Few trafficked sex workers are ever rescued. Picture: Brenton Geach African News Agency (ANA)
People need to realise that indulging in pornography and buying sex fuels the market for human trafficking and the cycle of abuse.

This is according to ex-Hawks investigator Marcel van der Watt who is now a Unisa academic specialising in human trafficking.

“People using these services care little whether they involve victims of trafficking,” he told the Independent on Saturday ahead of the sixth annual Stop Human Trafficking Walk for Freedom, by Durban’s Umgeni Community Empowerment Centre, where he is scheduled to be a speaker.

“Once they are in there, they are using the services.” 

He called it “an inconvenient truth” that needed to be part of an uncomfortable conversation. He said the first step towards ending human trafficking in South Africa would be to curb the demand for commercial sex and cheap labour.

“Simply put, if consumers didn’t buy, third parties, pimps and traffickers couldn’t sell.

“Aspirationally, we would like to believe that we will stop human trafficking one day, but there is so much that needs to change. The demand for commercial sex and cheap labour needs to be radically amputated.”

He said the problem was systemic and that the 2132 cases reported from August 2015 to December 2017 were “the tip of the tip of an iceberg”.

“When I have consulted with victims who have been rescued and there have been accuseds who have been through the criminal justice system, I hear in the consultations that over one to five years the victims have been swopped, traded and moved between multiple addresses and traffickers. And they tell you about five to eight others that have been affected at each location of exploitation.”

Van der Watt said while inequality in South Africa made the country ripe for such activity, it was corruption rather than poverty that was the stronger predictor. He said corruption and official complicity in cases were a pervasive theme that emerged from the lived experiences of participants in his doctoral research.

“Kerbside conversations throughout the country over six years, field journalling and in-depth interviews with 120 people active in every aspect of combating human trafficking - including brothel owners and convicted traffickers - formed part of the study.”

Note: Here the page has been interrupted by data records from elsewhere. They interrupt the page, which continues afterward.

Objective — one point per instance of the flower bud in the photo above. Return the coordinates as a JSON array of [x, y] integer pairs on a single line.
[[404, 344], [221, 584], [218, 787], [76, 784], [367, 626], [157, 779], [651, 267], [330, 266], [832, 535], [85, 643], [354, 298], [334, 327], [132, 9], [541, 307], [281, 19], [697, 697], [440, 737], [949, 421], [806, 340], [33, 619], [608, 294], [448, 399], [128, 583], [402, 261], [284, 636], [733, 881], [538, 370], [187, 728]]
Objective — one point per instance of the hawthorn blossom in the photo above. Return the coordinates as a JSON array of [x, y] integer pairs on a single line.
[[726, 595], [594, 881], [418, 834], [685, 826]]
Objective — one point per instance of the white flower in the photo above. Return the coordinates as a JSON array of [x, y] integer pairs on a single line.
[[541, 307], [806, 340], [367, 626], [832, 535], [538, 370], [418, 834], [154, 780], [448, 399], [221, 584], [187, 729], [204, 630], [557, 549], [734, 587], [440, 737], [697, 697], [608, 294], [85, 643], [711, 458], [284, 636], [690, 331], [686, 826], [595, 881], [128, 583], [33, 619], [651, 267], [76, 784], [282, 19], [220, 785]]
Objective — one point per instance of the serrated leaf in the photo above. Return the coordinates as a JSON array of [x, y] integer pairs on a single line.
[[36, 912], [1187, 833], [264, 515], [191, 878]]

He said it allowed him to glean granular insights that are frequently absent from theoretical discussions about trafficking and corruption.

He said there was a clear disincentive for some victims and witnesses to disclose ordeals and share information.

“Some victims, who flee places of exploitation and seek assistance from the SAPS, are bundled into police vehicles and taken back to their traffickers.

“A Hawks investigator revealed ‘a lot of embassies are also involved’ and pointed out that some victims of trafficking ‘are also scared of their own embassies’.”

Van der Watt said traffickers and sexual predators used porn as a means to groom, lower inhibitions of victims and to perpetrate abuse and rape.

“Once subjugated, victims are frequently used as ‘actors’ in amateur and professional pornography and so a vicious cycle continues.

“I have viewed countless hours of pornographic material found in homes of traffickers and other places of exploitation - it is a critical tool in the hands of those who traffic and exploit.

“We as men need to critically reflect on how we are directly and indirectly complicit in this cycle of abuse. No amount of porn will love us back. It hurts our society more than it ‘heals’.”